Firstly and most importantly, you need to do ALL of the following calculations (except the power recalculation) one frame ahead of when you are planning to fire. This means that if you plan to fire the following turn, you need to iterate ahead a copy of your robot and a copy of the enemy bullet by one frame, then do the following calculations with that data. That will get your gun ready before it's time to fire it. On the frame when you will fire, redo the following calculations with the real robot and bullet positions; your gun should already be pointing at exactly the angle that the algorithm will give you. If it's not (within about 99.999% certainty), you'll need to start over from the top, iterating the robot and bullet ahead and getting the gun ready for the next turn.

To intercept a bullet, first you start off with a form of linear lead fire, just like you would if you were intercepting an enemy robot moving in a straight line. The difference is that rather than looking for the angle where to aim, you will need the coordinates where the bullets will collide. You can calculate this however you would like; if you are comfortable with traditional lead-fire formulas, you may find it easier to find the angle where you should aim your gun, and then find the linear intercept from there. Either way it's some simple trigonometry to find the coordinates of this point. Use a bullet power of 0.15, because you will need to adjust it later.

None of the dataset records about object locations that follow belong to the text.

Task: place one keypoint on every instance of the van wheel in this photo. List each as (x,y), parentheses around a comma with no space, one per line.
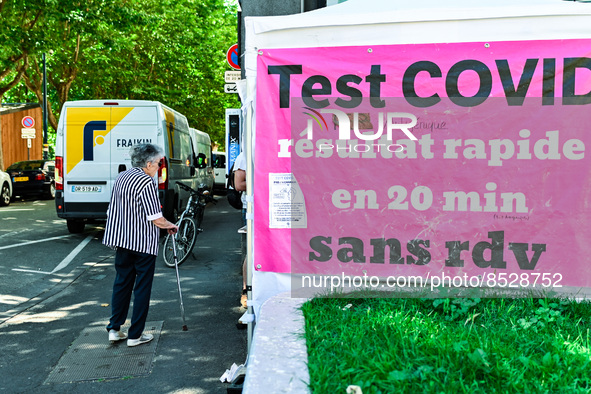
(75,226)
(5,195)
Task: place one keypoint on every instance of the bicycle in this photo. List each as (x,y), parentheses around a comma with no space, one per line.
(189,227)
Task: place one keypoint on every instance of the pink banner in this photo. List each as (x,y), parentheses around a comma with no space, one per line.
(467,160)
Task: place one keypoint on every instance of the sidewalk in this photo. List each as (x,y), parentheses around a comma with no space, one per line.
(58,343)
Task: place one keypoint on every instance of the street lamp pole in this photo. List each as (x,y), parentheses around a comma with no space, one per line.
(45,144)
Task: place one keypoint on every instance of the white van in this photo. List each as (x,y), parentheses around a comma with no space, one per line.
(202,147)
(92,148)
(219,170)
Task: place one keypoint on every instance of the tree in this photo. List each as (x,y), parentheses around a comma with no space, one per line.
(162,50)
(17,32)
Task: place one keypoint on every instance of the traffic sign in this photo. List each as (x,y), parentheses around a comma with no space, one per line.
(230,88)
(28,133)
(232,76)
(28,122)
(232,57)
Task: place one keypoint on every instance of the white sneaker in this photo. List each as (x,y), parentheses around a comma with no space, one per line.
(145,338)
(115,336)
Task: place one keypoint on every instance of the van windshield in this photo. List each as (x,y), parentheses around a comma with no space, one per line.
(219,161)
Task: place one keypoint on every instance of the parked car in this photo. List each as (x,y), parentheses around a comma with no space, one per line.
(5,188)
(33,177)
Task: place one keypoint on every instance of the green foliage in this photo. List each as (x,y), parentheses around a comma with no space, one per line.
(162,50)
(448,345)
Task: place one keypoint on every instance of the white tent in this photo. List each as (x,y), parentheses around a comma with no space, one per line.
(390,22)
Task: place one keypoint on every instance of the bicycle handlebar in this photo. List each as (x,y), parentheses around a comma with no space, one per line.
(199,193)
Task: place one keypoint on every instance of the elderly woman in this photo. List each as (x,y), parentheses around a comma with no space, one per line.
(133,221)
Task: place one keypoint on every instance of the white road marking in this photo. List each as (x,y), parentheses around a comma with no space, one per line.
(64,263)
(73,254)
(33,271)
(34,242)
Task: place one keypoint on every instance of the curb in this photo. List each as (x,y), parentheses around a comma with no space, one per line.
(278,359)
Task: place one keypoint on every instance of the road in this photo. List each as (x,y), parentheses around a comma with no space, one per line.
(54,286)
(37,251)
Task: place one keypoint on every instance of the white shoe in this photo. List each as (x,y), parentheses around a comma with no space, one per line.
(145,338)
(115,336)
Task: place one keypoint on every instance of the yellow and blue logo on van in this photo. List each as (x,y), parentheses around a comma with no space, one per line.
(169,116)
(87,129)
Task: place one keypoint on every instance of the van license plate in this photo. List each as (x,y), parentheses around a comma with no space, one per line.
(86,189)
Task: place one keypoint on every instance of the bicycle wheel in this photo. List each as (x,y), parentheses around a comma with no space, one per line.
(185,241)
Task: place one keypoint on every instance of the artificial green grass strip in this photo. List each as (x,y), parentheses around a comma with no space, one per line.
(463,345)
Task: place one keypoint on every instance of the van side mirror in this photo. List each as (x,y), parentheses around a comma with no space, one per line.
(201,161)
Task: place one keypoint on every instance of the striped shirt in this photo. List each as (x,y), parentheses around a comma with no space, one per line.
(134,204)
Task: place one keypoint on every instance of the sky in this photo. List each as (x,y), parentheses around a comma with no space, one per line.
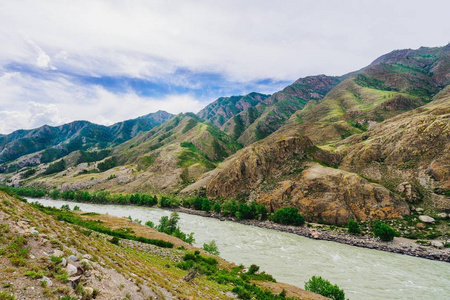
(108,61)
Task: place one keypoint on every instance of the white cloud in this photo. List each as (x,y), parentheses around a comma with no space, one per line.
(29,102)
(243,39)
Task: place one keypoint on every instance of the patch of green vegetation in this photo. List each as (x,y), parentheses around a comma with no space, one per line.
(92,156)
(107,164)
(56,167)
(191,123)
(17,251)
(384,231)
(72,218)
(366,81)
(191,155)
(288,216)
(28,173)
(169,225)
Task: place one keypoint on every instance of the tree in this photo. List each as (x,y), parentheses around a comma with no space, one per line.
(383,231)
(288,216)
(55,167)
(211,247)
(206,205)
(353,227)
(216,208)
(323,287)
(170,226)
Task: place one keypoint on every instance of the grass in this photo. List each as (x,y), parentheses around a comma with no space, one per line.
(72,218)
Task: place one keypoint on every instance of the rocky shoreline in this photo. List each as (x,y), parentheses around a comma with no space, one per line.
(399,245)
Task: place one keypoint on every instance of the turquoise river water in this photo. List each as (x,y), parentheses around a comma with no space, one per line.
(362,273)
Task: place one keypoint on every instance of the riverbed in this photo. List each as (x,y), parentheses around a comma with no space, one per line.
(362,273)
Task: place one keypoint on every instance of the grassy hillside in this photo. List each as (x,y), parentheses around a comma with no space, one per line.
(60,140)
(224,108)
(164,159)
(44,257)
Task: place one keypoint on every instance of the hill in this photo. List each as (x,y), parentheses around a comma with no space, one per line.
(52,253)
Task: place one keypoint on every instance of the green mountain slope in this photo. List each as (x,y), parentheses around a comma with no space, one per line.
(224,108)
(164,159)
(257,122)
(74,136)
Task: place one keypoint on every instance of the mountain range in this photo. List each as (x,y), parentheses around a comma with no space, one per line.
(368,144)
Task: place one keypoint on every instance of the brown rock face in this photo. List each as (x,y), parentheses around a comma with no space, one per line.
(335,196)
(275,172)
(254,164)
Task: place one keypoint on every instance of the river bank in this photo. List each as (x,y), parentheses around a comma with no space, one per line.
(316,231)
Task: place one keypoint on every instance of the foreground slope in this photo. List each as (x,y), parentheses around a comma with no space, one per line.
(259,121)
(224,108)
(164,159)
(373,174)
(409,153)
(42,257)
(394,83)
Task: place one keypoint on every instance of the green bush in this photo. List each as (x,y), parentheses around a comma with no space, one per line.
(323,287)
(383,231)
(107,164)
(56,167)
(288,216)
(206,205)
(216,208)
(353,227)
(211,247)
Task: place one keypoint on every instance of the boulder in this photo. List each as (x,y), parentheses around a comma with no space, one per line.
(73,258)
(426,219)
(64,262)
(421,226)
(58,253)
(437,244)
(71,269)
(48,282)
(442,215)
(409,192)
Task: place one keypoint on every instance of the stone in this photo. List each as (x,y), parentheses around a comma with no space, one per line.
(73,258)
(437,244)
(71,269)
(47,280)
(74,281)
(58,253)
(426,219)
(442,215)
(421,226)
(88,291)
(87,256)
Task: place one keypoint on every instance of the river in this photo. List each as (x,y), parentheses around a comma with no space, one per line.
(362,273)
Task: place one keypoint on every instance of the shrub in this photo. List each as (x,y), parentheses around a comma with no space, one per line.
(211,247)
(323,287)
(353,227)
(383,231)
(150,224)
(288,216)
(55,167)
(206,205)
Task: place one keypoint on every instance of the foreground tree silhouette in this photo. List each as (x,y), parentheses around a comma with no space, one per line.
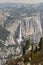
(41,43)
(26,46)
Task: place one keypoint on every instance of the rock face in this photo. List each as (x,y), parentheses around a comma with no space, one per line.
(10,16)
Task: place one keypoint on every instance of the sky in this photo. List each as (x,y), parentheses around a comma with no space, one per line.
(23,1)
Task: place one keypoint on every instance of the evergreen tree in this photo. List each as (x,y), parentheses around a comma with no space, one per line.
(41,43)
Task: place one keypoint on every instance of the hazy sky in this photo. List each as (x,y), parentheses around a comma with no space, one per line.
(23,1)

Once you've got the coordinates, you will need to adjust them. The idea here is to minimize your chance of missing the enemy bullet by making the displacements of both bullets intersect at their midpoints. The reason for this is that you do not know with absolute certainty the heading of the enemy's bullet. If the calculated intersect is near the edges of the bullet displacements and the actual enemy bullet heading is a bit off, the bullet displacements might not intersect, which means the enemy bullet would be missed and would hit you. To prevent this, you must recalculate your gun heading and bullet power.

Using the intercept coordinates you calculated earlier, slide them along the enemy bullet's trajectory to make them land at exactly the midpoint of a nearby displacement. To do this, use parametric (or vector) equations for your coordinates to calculate a parameter, then subtract 0.5 from your parameter and round it off, then add the 0.5 again and recalculate the coordinates. This should slide the coordinates like so:

Now find the heading to aim your gun to intersect these new coordinates using a simple arctangent. This is the heading to fire your gun.

Lastly, you need to find what bullet power to fire your gun. The original calculations were done for a bullet power of 0.15; you need to adjust the power to make your own bullet's displacement intercept at its midpoint also. You don't actually need to perform this step a frame ahead like the rest of the calculations, because it isn't necessary to know the power beforehand; this step can be performed when you are firing. To do this, divide the distance from your position to the intercept coordinates by the calculated parameter (rounded to nearest 0.5) above. This will give you the speed your bullet will need to travel; simply use the speed formula backwards to find the power you need to fire. Voila!

The bullets should now collide at the midpoints of their last displacements. This is the complete algorithm for bullet shielding; the intercept recalculation gives you the most chance to intercept an enemy bullet. With this, you can protect the most of your robot by maximizing the enemy angle you intercept.